Anger, Death, Tragedy, Hatred, Bigotry, Violence, Fear. These words dominated the public conversation on Wednesday as the stories about Tuesday’s protests in Cairo and Libya became headlines across the world.
On the 11th anniversary of 9/11 “Innocence of Muslims,” an anti-Islamic film endorsed by Florida preacher Terry Jones, sparked violent protests against the American Embassies in Cairo and Libya that resulted in the death of US Ambassador to Libya and three other US citizens. On Wednesday national and international leaders echoed each other in their condemnation of the violence. The majority spoke out of anger against “those responsible.”
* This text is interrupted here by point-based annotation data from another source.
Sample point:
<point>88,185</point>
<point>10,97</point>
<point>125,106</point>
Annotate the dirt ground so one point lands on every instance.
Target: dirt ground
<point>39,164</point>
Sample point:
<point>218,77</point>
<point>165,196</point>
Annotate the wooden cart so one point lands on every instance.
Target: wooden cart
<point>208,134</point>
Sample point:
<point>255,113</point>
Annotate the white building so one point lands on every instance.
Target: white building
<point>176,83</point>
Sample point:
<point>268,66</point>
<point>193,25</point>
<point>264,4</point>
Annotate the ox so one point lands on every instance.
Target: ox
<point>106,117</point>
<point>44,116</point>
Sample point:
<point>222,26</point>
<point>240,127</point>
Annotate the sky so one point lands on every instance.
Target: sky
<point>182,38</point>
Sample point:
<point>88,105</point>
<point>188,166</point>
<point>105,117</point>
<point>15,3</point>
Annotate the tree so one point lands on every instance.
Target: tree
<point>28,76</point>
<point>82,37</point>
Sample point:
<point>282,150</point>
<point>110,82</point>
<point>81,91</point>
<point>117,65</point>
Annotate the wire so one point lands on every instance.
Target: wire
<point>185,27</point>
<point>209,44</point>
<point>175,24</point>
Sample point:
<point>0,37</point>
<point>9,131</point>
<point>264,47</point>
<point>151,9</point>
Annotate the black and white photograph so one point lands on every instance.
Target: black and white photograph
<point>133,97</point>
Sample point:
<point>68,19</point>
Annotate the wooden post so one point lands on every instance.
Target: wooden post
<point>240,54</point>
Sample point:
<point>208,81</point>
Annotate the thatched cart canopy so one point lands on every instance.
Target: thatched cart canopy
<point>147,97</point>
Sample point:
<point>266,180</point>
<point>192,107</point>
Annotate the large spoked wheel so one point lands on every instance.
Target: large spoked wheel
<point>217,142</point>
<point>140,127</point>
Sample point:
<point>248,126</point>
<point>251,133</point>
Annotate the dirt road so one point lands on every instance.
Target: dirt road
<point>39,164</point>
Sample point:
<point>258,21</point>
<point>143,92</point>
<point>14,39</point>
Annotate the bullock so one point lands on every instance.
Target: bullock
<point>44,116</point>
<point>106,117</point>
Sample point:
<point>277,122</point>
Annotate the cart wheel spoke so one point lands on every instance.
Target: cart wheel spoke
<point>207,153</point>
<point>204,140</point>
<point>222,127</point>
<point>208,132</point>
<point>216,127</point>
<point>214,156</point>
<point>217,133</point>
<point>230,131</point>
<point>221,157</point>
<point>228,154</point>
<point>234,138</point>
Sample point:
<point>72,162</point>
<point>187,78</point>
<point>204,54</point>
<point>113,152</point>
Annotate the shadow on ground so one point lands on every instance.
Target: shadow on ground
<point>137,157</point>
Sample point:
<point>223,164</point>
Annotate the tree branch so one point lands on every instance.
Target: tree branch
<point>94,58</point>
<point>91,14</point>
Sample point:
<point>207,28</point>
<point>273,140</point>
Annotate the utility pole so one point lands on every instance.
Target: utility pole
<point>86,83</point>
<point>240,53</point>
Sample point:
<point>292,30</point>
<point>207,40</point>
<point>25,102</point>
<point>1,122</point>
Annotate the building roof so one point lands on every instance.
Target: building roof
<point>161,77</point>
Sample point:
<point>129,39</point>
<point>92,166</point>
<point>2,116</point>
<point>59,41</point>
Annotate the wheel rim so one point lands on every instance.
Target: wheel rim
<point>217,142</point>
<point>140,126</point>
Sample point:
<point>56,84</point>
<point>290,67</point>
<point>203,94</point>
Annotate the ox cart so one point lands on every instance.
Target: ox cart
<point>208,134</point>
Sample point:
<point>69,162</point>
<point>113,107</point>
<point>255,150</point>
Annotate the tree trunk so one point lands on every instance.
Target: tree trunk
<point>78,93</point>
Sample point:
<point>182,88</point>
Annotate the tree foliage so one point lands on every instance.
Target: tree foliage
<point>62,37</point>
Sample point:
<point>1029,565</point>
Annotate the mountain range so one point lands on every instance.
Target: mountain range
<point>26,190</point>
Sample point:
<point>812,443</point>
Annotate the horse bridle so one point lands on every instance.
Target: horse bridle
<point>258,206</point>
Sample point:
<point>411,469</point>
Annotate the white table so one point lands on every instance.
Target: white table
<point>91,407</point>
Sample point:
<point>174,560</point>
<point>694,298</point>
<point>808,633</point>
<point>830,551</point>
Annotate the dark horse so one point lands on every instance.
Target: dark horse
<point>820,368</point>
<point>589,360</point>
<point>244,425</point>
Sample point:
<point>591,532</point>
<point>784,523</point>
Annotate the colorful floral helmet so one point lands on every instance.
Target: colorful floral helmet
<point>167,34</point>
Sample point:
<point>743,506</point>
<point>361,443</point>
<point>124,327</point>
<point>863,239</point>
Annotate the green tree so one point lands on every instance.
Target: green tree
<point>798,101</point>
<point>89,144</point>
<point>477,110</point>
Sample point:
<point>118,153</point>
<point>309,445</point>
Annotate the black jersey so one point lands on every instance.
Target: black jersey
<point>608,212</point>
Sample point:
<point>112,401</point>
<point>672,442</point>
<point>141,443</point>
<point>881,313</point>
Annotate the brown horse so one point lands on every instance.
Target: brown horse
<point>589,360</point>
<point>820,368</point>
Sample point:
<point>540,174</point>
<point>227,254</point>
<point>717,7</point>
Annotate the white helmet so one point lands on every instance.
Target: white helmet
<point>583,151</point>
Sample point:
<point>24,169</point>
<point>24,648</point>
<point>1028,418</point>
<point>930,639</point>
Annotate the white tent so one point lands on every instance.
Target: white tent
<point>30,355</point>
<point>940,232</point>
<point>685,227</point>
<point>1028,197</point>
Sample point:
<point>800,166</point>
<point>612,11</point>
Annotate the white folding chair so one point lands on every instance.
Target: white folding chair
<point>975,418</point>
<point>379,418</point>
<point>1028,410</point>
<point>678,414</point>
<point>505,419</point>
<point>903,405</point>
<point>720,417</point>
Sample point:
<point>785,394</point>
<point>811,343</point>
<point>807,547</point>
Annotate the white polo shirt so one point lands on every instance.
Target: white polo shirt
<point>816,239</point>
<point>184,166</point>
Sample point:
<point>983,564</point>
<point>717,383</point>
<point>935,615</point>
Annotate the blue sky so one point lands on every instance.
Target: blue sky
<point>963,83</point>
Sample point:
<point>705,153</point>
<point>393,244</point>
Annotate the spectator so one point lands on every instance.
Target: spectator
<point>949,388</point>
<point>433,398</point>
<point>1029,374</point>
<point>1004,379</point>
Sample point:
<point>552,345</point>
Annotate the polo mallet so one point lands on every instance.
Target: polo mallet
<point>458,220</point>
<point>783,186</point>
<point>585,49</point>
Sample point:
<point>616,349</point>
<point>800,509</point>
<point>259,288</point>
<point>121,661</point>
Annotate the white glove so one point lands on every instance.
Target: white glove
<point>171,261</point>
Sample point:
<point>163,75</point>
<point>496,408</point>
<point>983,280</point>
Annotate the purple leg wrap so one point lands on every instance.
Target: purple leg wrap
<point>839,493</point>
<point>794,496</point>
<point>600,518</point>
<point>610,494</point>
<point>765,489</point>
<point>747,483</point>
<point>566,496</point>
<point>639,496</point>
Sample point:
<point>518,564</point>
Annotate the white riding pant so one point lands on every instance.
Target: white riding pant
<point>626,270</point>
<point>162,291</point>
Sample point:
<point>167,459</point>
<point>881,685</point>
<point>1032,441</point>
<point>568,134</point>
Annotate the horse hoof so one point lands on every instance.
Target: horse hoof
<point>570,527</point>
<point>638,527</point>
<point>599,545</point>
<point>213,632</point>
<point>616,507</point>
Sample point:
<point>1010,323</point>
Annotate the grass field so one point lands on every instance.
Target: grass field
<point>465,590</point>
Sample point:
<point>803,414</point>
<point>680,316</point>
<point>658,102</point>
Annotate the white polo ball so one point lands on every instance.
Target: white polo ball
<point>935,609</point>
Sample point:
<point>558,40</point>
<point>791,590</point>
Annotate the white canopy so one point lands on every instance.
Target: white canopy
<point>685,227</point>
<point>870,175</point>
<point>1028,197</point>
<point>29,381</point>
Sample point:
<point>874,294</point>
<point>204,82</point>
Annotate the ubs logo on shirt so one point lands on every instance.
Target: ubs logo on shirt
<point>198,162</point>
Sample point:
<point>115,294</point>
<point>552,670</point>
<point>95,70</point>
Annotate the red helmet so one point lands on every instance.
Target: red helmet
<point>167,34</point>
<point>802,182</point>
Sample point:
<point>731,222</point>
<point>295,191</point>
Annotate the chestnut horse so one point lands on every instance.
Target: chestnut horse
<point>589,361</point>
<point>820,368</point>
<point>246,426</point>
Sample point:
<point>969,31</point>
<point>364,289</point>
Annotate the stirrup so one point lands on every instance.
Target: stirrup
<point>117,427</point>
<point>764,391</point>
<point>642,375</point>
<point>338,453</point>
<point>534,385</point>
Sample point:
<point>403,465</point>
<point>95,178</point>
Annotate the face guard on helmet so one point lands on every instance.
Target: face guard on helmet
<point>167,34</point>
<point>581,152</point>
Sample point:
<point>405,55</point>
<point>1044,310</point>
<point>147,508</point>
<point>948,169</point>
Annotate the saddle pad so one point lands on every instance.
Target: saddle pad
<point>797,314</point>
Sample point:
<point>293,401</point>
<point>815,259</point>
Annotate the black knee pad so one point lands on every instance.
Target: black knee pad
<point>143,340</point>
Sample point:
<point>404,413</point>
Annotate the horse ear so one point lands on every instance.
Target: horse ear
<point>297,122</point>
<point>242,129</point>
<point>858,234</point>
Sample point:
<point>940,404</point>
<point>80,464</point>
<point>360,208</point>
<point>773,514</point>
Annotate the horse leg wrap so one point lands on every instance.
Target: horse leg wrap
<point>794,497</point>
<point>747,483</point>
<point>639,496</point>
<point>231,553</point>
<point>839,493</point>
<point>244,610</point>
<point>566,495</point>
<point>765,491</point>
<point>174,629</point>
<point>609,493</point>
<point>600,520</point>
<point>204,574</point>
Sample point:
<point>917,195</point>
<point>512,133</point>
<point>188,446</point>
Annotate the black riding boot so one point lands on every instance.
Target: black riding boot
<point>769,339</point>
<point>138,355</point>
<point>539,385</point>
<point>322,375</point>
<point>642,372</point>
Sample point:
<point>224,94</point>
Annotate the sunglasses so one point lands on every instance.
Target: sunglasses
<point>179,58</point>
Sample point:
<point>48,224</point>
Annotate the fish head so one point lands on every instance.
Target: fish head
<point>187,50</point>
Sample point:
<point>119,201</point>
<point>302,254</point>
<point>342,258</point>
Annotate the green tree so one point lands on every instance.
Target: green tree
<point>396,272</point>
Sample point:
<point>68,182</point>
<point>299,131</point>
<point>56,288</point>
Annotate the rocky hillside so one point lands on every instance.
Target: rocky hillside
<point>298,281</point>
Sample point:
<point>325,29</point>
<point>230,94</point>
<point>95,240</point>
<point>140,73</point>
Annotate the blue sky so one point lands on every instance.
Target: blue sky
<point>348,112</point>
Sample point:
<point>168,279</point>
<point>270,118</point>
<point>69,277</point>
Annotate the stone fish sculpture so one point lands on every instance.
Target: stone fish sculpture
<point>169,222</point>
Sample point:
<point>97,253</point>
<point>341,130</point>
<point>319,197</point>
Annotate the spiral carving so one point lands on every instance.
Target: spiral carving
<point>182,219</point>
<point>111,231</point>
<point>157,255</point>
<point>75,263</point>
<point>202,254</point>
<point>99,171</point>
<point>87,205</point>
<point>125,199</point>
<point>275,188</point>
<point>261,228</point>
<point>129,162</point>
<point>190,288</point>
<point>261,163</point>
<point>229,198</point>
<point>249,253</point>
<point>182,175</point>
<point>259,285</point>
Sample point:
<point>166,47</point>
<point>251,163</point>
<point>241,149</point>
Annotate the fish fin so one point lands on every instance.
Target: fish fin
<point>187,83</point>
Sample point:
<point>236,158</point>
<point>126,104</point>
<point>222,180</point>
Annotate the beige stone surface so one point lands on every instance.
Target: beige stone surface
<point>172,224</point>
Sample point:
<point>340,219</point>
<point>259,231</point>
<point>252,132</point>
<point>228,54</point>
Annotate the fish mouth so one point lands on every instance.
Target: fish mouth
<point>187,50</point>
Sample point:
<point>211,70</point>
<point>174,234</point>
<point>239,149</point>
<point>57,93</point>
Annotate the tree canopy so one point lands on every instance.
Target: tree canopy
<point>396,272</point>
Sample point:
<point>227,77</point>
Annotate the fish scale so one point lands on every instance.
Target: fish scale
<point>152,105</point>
While condemning acts of violence is important, doing so out of anger may only exacerbate the situation. Already the use of drones has been condoned to find “those responsible” for the deaths. In response to anti-Islamic hatred, we saw the eruption of violence in Cairo and Libya. In response to anger against the protests, we find our nation condoning further violence.
As an alternative, I found myself reflecting on the Prayer of St. Francis of Assisi: “Lord, make me an instrument of your peace. Where there is hatred, let me sow love. Where there is injury, pardon. Where there is doubt, faith. Where there is despair, hope. Where there is darkness, light. Where there is sadness, joy.”
Yet, when the focus is on violence, on tragedy and on hatred, how can we sow a vision of hope? How can love be made visible in the reality of anger, hatred and fear?
On Wednesday, I found hope in a press conference where religious leaders from Islam, Judaism and Christianity stood shoulder-to-shoulder against violence in all its forms. They publically declared a commitment to peace that resides at the core their religions. In the face of anger and hatred, tragedy and despair, these leaders held fast to the love that inspires their faith traditions. In the same breath that they condemned the violence in Cairo and Syria and the bigotry in the film that inspired the protests, they argued for love and respect of one another.
On a day filled with the language of hatred, violence, and tragedy, people of faith used love to transform the conversation. It is my hope that we might learn from their example and continue to sow light where there is darkness. Instead of the anger displayed by our nation, let us act out of love for one.